Polygamy and killing babies
Submitted by Alice on Tue, 08/31/2004 - 3:44pm. Um...
"Hey, can you marry two people at once?"

"Um, no, that's polygamy. It's illegal."

"Oh, well, that's stupid! You should be able to do whatever you want, like kill children."

-my friend who seems to have a very vague understanding of civil liberties... and me, confused over dinner one night.
GLobal warming
Submitted by Alice on Mon, 08/23/2004 - 11:43am. Tragic
"I read this thing where the gas companies did some "research" and their scientists say that instead of ruining our atmosphere, all the Carbon dioxide we're releasing by burning fossil fuels will create a Greening Effect and transform earth into a fertile paradise. Even the deserts and the arctic will be green and covered with flowers."

"Oh, well, That makes sense."

-My roomate, explaining why some people don't "believe in" global warming, and someone listening to her overwhelmed with disgust. In a Sheri's restuarant in Tacoma, WA at midnight.

I hate it when people claim not to "believe in" things that don't require their faith, as though by making that claim they could just will it all to be untrue. I defeat you, Global Warming, with the powers of my MIND!
At sea
Submitted by Alice on Fri, 07/30/2004 - 10:14am. Scenes
Seen on S. 10th Street in Tacoma WA at 11 pm:

A large group of girls, all wrapped in blankets, standing in a small boat which was parked on a trailer at curbside. Just standing there. In a boat. In the street. At 11 on a Thursday night.
Scraping bowl
Submitted by Alice on Wed, 07/21/2004 - 4:11pm. Um...
"Man, you need scraping bowl."

"You ARE a scraping bowl!"

-Two guys talking over pizza, near University of Puget Sound, Tacoma WA
Splinters
Submitted by Alice on Wed, 07/21/2004 - 11:41am. Ironic
"Oh, look at the door jamb! It's so pretty! ...ow! Son of a B****!"

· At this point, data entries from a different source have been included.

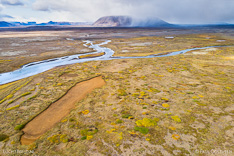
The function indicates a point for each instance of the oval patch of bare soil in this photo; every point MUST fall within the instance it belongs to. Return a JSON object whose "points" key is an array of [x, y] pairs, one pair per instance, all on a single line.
{"points": [[58, 110]]}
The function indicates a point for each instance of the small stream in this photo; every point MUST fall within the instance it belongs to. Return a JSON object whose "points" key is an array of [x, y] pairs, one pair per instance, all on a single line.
{"points": [[42, 66]]}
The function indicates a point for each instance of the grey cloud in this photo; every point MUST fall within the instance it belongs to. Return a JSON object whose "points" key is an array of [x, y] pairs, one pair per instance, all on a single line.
{"points": [[3, 16], [12, 2], [174, 11]]}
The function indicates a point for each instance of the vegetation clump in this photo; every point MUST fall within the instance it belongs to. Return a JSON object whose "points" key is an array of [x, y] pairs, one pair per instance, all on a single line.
{"points": [[3, 137]]}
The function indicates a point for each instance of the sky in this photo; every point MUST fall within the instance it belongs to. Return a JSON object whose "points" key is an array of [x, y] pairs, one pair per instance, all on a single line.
{"points": [[172, 11]]}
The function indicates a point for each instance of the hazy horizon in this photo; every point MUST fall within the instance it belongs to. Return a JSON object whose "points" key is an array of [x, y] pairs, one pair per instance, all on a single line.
{"points": [[171, 11]]}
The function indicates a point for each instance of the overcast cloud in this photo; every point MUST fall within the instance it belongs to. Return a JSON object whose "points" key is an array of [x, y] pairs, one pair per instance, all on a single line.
{"points": [[11, 2], [173, 11]]}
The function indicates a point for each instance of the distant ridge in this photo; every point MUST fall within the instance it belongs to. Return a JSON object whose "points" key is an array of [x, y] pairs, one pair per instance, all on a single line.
{"points": [[5, 24], [113, 21], [126, 21]]}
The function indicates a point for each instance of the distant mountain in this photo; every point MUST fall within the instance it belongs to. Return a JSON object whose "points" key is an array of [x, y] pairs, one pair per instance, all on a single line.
{"points": [[113, 21], [150, 22], [5, 24], [126, 21], [51, 23]]}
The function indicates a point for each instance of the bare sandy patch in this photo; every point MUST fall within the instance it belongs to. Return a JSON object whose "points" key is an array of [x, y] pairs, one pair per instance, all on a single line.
{"points": [[58, 110]]}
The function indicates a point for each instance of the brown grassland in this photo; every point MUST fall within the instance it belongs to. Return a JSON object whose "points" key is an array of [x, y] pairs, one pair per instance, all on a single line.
{"points": [[155, 106]]}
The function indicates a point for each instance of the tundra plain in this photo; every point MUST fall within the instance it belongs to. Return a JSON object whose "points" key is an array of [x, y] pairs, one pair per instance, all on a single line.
{"points": [[177, 105]]}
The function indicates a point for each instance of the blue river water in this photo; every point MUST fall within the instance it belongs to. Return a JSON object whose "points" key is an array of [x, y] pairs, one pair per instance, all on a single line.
{"points": [[42, 66]]}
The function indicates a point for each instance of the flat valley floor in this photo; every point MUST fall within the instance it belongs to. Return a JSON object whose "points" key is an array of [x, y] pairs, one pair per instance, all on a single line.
{"points": [[177, 105]]}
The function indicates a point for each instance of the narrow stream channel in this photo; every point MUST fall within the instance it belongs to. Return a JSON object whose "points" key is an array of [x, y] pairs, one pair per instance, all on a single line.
{"points": [[42, 66]]}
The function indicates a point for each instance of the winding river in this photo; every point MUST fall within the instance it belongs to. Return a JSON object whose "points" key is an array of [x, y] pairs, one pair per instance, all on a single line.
{"points": [[42, 66]]}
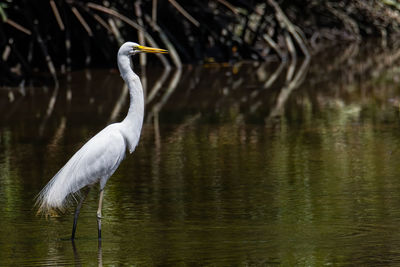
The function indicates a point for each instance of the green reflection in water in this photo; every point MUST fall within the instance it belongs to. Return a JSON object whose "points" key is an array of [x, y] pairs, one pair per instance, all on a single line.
{"points": [[216, 180]]}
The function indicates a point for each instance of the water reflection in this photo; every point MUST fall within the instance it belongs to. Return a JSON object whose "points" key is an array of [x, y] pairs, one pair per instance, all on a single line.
{"points": [[250, 164]]}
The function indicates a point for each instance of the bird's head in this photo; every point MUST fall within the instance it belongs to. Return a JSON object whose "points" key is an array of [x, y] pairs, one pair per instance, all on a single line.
{"points": [[131, 48]]}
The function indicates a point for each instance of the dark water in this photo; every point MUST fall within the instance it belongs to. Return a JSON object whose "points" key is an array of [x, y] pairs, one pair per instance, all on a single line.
{"points": [[244, 165]]}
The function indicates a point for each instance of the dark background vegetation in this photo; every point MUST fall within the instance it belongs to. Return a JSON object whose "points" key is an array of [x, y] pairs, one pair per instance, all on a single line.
{"points": [[60, 35]]}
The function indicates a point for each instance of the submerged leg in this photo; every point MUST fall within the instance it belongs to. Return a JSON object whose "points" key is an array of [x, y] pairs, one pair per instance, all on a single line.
{"points": [[78, 209], [99, 213]]}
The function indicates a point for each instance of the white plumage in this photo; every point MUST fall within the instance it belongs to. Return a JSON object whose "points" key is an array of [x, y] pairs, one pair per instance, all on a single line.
{"points": [[98, 159]]}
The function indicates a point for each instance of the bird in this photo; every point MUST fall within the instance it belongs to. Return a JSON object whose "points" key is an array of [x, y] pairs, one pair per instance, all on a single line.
{"points": [[97, 160]]}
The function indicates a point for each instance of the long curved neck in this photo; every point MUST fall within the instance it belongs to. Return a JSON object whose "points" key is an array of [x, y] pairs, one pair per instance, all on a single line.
{"points": [[132, 124]]}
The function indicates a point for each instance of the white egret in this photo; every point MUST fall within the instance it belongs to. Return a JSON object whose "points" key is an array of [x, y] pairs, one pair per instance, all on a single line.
{"points": [[98, 159]]}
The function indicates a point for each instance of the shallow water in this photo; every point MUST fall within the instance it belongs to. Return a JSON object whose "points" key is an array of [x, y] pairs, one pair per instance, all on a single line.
{"points": [[233, 168]]}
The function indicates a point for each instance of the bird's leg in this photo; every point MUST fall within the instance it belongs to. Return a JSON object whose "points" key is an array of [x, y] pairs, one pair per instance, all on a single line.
{"points": [[78, 208], [99, 213]]}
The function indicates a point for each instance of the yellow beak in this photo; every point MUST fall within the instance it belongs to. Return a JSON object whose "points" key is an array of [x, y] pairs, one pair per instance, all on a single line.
{"points": [[146, 49]]}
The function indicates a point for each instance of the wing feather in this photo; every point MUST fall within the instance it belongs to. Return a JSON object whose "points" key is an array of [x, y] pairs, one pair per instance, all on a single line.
{"points": [[95, 162]]}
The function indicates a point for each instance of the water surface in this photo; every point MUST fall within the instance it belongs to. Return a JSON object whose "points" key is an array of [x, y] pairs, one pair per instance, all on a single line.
{"points": [[238, 165]]}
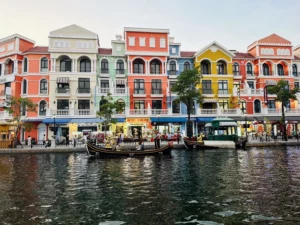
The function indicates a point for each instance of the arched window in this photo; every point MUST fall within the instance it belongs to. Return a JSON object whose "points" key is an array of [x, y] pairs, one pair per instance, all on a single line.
{"points": [[120, 67], [187, 66], [266, 70], [42, 108], [43, 86], [85, 65], [175, 107], [65, 64], [236, 69], [138, 66], [257, 106], [24, 87], [104, 66], [205, 67], [25, 65], [249, 69], [295, 70], [222, 67], [44, 64], [155, 67], [280, 70], [172, 68]]}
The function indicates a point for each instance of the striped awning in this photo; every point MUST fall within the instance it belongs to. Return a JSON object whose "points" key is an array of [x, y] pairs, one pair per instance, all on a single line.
{"points": [[271, 82], [210, 101], [62, 80], [120, 82]]}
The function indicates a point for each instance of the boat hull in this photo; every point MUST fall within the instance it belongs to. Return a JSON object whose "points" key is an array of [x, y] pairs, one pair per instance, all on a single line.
{"points": [[106, 152]]}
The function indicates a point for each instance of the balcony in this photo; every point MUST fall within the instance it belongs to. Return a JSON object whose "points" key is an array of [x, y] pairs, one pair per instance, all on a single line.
{"points": [[83, 93], [63, 92]]}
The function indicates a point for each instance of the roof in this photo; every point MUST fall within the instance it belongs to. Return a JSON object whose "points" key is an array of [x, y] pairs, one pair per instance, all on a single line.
{"points": [[105, 51], [187, 54], [242, 55], [37, 49], [273, 39]]}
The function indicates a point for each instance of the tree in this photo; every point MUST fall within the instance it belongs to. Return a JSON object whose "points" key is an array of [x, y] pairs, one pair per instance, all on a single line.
{"points": [[283, 94], [187, 92], [18, 108], [108, 108]]}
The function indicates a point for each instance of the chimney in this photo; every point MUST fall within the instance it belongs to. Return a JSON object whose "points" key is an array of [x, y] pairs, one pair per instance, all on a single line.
{"points": [[171, 40], [118, 37]]}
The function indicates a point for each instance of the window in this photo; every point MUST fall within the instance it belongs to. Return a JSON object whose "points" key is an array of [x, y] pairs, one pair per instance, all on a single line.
{"points": [[271, 104], [138, 66], [140, 104], [155, 67], [152, 42], [249, 69], [44, 64], [24, 86], [43, 86], [156, 104], [139, 87], [223, 87], [84, 85], [62, 104], [156, 86], [25, 65], [42, 108], [206, 87], [172, 68], [295, 71], [187, 66], [142, 42], [120, 67], [205, 67], [266, 70], [280, 70], [65, 65], [85, 65], [162, 43], [221, 66], [131, 41], [175, 106], [236, 69], [250, 84], [104, 66]]}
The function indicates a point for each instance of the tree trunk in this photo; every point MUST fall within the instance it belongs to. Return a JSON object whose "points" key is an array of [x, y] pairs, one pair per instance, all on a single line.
{"points": [[283, 122]]}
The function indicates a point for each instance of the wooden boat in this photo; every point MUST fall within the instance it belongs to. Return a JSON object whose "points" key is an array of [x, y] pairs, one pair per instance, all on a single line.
{"points": [[108, 152]]}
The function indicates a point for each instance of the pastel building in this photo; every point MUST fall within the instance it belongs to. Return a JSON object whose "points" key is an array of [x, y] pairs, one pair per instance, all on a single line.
{"points": [[112, 78]]}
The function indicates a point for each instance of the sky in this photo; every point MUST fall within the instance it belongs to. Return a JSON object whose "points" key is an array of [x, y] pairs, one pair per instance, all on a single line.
{"points": [[235, 24]]}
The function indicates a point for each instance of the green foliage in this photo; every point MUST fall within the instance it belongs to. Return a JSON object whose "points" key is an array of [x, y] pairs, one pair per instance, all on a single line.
{"points": [[108, 108]]}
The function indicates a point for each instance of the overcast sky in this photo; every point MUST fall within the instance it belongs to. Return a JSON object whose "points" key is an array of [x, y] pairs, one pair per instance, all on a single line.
{"points": [[195, 23]]}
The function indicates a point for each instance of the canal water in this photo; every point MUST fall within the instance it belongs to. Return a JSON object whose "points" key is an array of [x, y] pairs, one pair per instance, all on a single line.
{"points": [[259, 186]]}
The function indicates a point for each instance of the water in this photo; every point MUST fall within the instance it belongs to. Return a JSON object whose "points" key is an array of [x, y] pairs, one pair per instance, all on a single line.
{"points": [[261, 186]]}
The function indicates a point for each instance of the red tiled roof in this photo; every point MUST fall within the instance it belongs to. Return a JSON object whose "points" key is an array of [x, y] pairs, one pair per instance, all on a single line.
{"points": [[187, 54], [105, 51], [273, 38], [37, 49], [242, 55]]}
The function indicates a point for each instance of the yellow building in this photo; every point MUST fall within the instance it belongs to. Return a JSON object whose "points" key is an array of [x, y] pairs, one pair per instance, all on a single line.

-guy caressing the door jamb with his toe.
Down
Submitted by Alice on Mon, 06/28/2004 - 4:06pm. Um...
"Go down, yeah, go down and down and down and then you'll see it."

"Down? Like DOWN?"

"Down. Go Down."


~The Churro Man, pointing to a perfectly flat street in the middle of Madrid, and a girl pointing at the sidewalk in confusion.

Translated from Spanish
Nougat
Submitted by Alice on Wed, 03/03/2004 - 9:09pm. Beautiful
Wow! I've never eaten a Rolo like this before, if you bite through them, you can see the caramel inside. I'm glad it's really caramel instead of, like, caramel-flavored nougat.
Ted Bundy
Submitted by Alice on Wed, 02/18/2004 - 9:16pm. Bizarre
"So, what would YOU, the ethical subjectivist, say to Ted Bundy when he announces that it is right for him to rape and kill you because he will derive pleasure from it? Anyone?"

"Uh, isn't there another way we could discuss this chapter?"



-Professor and student in Ethics 234, having an academic debate
Crazy Spaniards
Submitted by Alice on Mon, 10/20/2003 - 8:38am. Ironic
"I wanted to see the Holy Grail, but there was a wedding."

"Hmm, crazy Spaniards, always getting married."

"They're catholic like that."

Embarassingly enough, two of my friends and me standing outside the chapel of the holy grail in Valencia, as we tried not to interrupt the first of many weddings we witnessed that weekend.